The genes impA, impB, impC, impH, impJ and impM belong to T6SS2 that mainly mediates its adhesion to host cells and is also related to the formation of biofilm formation. In V. parahaemolyticus stimulated by 1/2 MIC CARB, impA, impB, impC, impH, impJ, and impM were mostly up-regulated at a fold of 1–3 folds, while down-regulated under 1/2 MIC Cu²⁺ and 1/2 MIC Cu²⁺+CARB treatment (Figure 9D). Biofilm formation was caused by surface attachment that is controlled by MshA pilus (Jones et al., 2015). These fimbriae were assembled by polymerization of the MshA subunit. The gene mshA related to fimbriae formation was down-regulated 1.85 and 2.01 folds under 1/2 MIC Cu²⁺ and 1/2 MIC Cu²⁺+CARB treatment, respectively (Figure 9D). In Gram-negative bacteria, type II secretion systems (T2SS) assemble inner membrane proteins of the major pseudopilin GspG family into periplasmic filaments, which could drive protein secretion in a piston like manner (Cisneros et al., 2012; Michel-Souzy et al., 2018). The gene gspG encoding transmembrane proteins in T2SS (Lory, 1998) was down-regulated 0.5–1 folds under 1/2 MIC Cu²⁺ and 1/2 MIC Cu²⁺+CARB treatment (Figure 9D). However, when 1/2 MIC CARB treatment, the gene change was not obvious. It was speculated that it may be positively correlated with the biofilm formation, but the correlation was not clear.

Vibrio parahaemolyticus has two sets of T3SSs that are located on chromosome 1 (T3SS1) and chromosome 2 (T3SS2). The T3SS1 system mediates bacterial cytotoxicity by inducing programmed death or autophagy of host cells. Regulatory protein ExsA can directly binds to the promoter region of the T3SS1 gene cluster to induce T3SS1 expression (Li et al., 2019). Under 1/2 MIC CARB treatment, the gene exsA was up-regulated 2.04 folds, and it was down-regulated 2.22 folds under 1/2 MIC Cu²⁺ treatment, while the effects were not obvious when combined treatment (Figure 9D). Previous studies of V. parahaemolyticus reported that biofilm production and T3SS1 genes expression are inversely regulated or no correlation (Gode-Potratz and McCarter, 2011; Calder et al., 2014). Yet despite this connection, we found the opposite, but it is also possible that this correlation was weakened under different induction conditions, which can be further studied in the future. The gene rpoS is responsible for regulating the formation of RNA polymerase (Feng et al., 2021), and was down-regulated 1.25 and 1.15 folds under 1/2 MIC Cu²⁺ and 1/2 MIC Cu²⁺+CARB treatment (Figure 9D). It has been pointed out that the culture stress of the rpoS deletion and the Shewanella baltica could lead to a decrease in the secretion capacity of extracellular polysaccharides, thus resulting in a decrease in the formation of biofilm (Feng et al., 2021). A key regulator of the transition between a motile state and a biofilm state is the second messenger cyclic-dimeric guanosine monophosphate (c-di-GMP) (Wu et al., 2020). In addition, the genes cdgA, cdgH, and cdgK are responsible for encoding C-di-GMP that controls the formation of biofilm (Kearns, 2019), but all the three treatments down-regulated the cdg operon, of which the 1/2 MIC CARB treatment down-regulation factor was less than 0.5 folds that was significantly lower than the other two treatments (Figure 9D).

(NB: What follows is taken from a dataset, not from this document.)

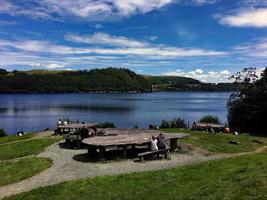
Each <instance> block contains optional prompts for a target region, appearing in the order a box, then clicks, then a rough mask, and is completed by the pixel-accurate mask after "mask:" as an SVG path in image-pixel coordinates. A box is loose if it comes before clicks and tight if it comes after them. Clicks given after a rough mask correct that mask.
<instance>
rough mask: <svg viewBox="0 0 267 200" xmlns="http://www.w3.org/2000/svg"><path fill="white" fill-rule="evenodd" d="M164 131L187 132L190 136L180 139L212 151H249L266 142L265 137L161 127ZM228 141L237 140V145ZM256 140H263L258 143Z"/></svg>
mask: <svg viewBox="0 0 267 200" xmlns="http://www.w3.org/2000/svg"><path fill="white" fill-rule="evenodd" d="M162 131H164V132H166V133H189V134H191V137H187V138H183V139H181V140H180V141H181V142H183V143H187V144H192V145H194V146H197V147H200V148H203V149H206V150H208V151H210V152H213V153H241V152H251V151H255V150H256V149H258V148H260V147H262V146H264V145H266V144H267V138H265V137H256V136H248V135H234V134H209V133H204V132H197V131H191V130H186V129H173V128H170V129H162ZM230 141H235V142H239V144H238V145H235V144H230V143H229V142H230ZM257 141H261V142H264V143H263V144H259V143H258V142H257Z"/></svg>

Three genes were selected from transcriptome differential genes and validated by qRT-PCR, which was consistent with the trend of transcriptome results and demonstrated reliable transcriptome data. The result is shown in the following figure. In addition, we have also added supplements data to the article (Figure 10).